After a few years as a sitter, which requires no license, I trained to become a Certified Nurse Technician. Another name for it is Certified Nurse Assistant or CNA. We’re also called “techs.” Certification enables you to work in hospitals, nursing homes, psychiatric hospitals, jails, hospice and agencies.
My training was at a nursing home, 40 hours a week for 4 weeks. I had a great instructor and the work was intensive. At the end of the training, a state examiner came to test each student’s skill knowledge. I renew my license every 2 years, and keep my tuberculosis skin test and CPR certification current.
Observance is key in the medical field! The type of equipment that ALL medical workers use is our ears and eyes. The types and use of other equipment used depends on where you work.

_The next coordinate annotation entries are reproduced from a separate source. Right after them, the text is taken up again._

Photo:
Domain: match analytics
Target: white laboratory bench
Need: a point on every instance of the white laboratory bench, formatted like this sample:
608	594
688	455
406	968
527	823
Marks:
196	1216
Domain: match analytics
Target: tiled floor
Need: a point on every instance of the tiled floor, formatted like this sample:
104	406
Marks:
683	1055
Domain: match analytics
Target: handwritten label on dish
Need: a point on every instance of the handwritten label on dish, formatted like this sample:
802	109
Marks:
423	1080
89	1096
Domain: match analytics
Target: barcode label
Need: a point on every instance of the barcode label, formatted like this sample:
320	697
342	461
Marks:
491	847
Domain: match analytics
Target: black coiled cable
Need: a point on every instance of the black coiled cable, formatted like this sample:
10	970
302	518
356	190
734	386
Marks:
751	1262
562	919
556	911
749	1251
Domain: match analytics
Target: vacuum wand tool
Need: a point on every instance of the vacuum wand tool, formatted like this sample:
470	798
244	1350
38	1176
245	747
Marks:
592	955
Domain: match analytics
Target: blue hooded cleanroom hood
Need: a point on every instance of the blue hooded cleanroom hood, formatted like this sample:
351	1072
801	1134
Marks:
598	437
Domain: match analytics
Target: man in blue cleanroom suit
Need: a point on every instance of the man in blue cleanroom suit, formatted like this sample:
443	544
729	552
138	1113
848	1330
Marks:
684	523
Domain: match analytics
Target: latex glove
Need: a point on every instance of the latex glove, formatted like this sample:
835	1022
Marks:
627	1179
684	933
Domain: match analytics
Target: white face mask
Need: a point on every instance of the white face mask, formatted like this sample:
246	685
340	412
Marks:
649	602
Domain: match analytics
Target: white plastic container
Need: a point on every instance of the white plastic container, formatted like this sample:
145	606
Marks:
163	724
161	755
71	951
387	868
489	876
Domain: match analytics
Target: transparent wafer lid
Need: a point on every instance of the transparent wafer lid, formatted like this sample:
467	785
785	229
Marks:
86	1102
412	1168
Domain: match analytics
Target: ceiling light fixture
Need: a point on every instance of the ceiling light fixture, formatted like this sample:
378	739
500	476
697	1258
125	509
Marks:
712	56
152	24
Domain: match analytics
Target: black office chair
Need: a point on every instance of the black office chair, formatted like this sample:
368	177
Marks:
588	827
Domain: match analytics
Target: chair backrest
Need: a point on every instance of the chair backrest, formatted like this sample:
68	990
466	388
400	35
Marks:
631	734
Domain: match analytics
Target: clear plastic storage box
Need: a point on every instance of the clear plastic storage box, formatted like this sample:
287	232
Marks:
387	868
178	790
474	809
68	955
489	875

In a hospital, you’ll use various machines to monitor blood pressure, vital signs and you’re taught how to measure the output of body fluids. Although the nurse may be responsible, you always need to know how to take the pulse rate.
Twelve-hour shifts are normally worked in facilities. In a person’s home you may work 4-6 hours, this has a lot to do with medical insurance rules. A workday usually starts by assessing the patient’s mental and physical condition, hygiene needs, dressing and meals being served. Although a tech is not a housekeeper, you must keep the patient’s bed and immediate environment clean. This is one way to break the chain of infection and keep diseases from spreading.
What I like best about being a tech is helping people achieve the highest quality of life possible. What I dislike is the high number of patients that may be given to a tech. I prefer home health because you work with one patient.
Mary Simmons is originally from Detroit and has 5 children. She became a Certified Nursing Assistant in 1998; she felt it was her calling. Mary will be returning to school to become a Social Worker. Her hobbies are crochet and reading mysteries. She also enjoys reading the Bible. She finds that in this line of work, the Bible helps her to help others.